Published 9 December 2024

The question most observers are now asking is: what if any form of stable central government might emerge from this lightning fast upending of the power dynamics in Syria? A possible lesson from history is that insurgent armies of diverse allegiance, religion and ideology are capable of capturing cities, but their ability to administrate them is less certain.

Hayat Tahrir, al-Sham (HTS) led by Abu Mohammed el-Golani, has just taken Damascus. The officials of the Assad regime, and the administrative authorities are apparently in caretaker mode pending a transition of power. However, the capture of Damascus will be just the beginning to a massive change in the balance of power in the Middle East and perhaps the world.

The question most observers are now asking is: what if any form of stable central government might emerge from this lightning fast upending of the power dynamics in Syria? A possible lesson from history is that insurgent armies of diverse allegiance, religion and ideology are capable of capturing cities, but their ability to administrate them, ensuring supply of essential services and rule of law, less certain. It remains to be seen as to whether HTS can hold together the disparate elements that make up the forces that overthrew the Assad regime.

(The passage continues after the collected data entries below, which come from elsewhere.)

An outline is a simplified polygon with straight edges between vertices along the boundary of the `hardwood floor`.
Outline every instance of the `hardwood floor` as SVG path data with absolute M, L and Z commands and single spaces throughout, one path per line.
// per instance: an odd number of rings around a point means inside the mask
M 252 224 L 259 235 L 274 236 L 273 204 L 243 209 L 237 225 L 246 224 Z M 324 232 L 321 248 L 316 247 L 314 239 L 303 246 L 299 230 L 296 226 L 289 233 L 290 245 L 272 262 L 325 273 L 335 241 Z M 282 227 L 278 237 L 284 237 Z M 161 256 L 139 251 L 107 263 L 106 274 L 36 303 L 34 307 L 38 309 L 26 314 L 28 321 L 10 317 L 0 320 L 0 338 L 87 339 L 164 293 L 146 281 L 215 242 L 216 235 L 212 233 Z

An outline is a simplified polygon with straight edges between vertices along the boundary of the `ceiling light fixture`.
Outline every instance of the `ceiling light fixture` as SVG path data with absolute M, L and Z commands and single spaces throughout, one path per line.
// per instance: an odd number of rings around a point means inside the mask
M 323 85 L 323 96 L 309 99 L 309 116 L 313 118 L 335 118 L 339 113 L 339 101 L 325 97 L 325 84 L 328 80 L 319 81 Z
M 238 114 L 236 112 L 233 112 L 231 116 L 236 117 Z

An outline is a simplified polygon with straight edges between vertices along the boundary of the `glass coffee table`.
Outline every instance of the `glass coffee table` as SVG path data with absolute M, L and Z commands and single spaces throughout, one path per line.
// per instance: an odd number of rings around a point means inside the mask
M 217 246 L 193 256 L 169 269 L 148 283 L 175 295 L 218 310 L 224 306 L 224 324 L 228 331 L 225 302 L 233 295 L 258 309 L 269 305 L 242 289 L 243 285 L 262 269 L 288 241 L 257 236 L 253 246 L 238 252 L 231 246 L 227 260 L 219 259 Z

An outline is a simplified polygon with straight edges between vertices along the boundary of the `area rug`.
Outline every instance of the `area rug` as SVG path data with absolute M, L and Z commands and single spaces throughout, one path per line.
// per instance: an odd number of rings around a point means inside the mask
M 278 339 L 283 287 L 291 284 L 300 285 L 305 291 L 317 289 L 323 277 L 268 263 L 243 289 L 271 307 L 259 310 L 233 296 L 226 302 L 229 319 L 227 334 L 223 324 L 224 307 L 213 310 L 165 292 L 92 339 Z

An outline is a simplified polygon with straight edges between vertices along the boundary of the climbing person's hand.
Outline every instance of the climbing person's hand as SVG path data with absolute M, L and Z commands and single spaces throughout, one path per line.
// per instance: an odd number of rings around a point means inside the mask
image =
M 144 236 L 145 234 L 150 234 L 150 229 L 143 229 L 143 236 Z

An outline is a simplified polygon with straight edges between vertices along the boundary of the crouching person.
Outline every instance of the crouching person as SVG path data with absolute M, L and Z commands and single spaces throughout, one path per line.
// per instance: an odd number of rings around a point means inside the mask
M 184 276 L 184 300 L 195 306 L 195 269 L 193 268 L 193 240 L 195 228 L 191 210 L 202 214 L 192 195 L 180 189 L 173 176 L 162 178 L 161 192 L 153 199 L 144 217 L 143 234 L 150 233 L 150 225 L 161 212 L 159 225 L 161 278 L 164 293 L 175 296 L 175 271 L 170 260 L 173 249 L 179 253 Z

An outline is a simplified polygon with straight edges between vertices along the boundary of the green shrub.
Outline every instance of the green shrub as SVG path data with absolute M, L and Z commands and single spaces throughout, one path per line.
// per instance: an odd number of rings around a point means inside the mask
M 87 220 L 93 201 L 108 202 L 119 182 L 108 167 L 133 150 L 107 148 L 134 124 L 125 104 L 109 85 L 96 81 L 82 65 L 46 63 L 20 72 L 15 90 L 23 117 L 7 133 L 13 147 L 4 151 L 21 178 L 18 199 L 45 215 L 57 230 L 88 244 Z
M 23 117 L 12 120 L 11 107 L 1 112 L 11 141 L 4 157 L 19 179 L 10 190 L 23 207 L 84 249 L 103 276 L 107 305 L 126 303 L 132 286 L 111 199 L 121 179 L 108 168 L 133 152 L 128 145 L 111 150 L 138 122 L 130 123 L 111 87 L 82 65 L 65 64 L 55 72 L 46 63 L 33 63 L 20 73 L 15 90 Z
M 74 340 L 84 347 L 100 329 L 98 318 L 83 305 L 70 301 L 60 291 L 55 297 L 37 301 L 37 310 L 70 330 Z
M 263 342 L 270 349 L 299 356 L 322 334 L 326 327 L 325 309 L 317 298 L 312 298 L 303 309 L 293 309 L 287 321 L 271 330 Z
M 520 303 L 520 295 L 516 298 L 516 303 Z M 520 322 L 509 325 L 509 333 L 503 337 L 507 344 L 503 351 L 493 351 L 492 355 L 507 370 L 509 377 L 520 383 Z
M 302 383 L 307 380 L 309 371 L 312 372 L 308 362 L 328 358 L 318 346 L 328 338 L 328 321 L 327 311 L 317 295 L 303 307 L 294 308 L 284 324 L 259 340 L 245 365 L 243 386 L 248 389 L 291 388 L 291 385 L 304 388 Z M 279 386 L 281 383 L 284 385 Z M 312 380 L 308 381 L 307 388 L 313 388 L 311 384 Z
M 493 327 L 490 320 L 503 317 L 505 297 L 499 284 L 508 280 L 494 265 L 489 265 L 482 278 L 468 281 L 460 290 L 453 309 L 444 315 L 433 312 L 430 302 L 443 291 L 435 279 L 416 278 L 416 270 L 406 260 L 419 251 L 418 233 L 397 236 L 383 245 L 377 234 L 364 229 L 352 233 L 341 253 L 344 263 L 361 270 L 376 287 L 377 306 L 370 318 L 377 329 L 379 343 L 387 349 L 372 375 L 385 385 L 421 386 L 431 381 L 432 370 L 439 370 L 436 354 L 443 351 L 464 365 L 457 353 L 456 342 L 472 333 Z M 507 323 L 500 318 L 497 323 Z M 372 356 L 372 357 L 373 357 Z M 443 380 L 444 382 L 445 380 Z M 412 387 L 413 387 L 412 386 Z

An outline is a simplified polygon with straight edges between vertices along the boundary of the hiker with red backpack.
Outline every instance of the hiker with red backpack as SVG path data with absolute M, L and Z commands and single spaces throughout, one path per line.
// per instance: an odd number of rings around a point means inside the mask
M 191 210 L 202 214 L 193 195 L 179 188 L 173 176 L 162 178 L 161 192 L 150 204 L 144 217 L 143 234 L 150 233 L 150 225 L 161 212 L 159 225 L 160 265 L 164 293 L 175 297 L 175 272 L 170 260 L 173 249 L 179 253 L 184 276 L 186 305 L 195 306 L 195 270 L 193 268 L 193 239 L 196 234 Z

There are clear losers in the form of Russia and Iran at this stage, but it is not clear what major powers will move to fill the vacuum. Turkey has an obvious interest, but even there lies risk with the involvement of the US backed Kurdish groups in the East. Nature and geopolitics abhor a vacuum, and the fall of the Assad regime will generate a vacuum. Although HTS have apparently managed to transition from freedom fighters to administrators in Aleppo, there is no guarantee that the multitude of groups that make up Syria will accept this group as the legitimate government of Syria in the longer term.

The boundaries of Syria were set following the collapse of the Ottoman Empire, along with Jordan, Trans-Jordan, Lebanon and the British mandate of Palestine. The lines on the map drawn Mark Sykes and Georges Picot in a secret agreement in 1916, known as the Picot-Sykes Agreement, in anticipation of victory over the Turkish Ottoman Empire. It did not remain secret for long with Russia publicly releasing the documents to the protagonists and participants alike, laying bare British and French ambitions for the region.

Like many European borders drawn before and after the First World War, lines on maps did not match the population already present. The agreement initially saw the formation of one or more Arab states, conditional on Arab forces capturing Damascus, Homas, Hama and Aleppo.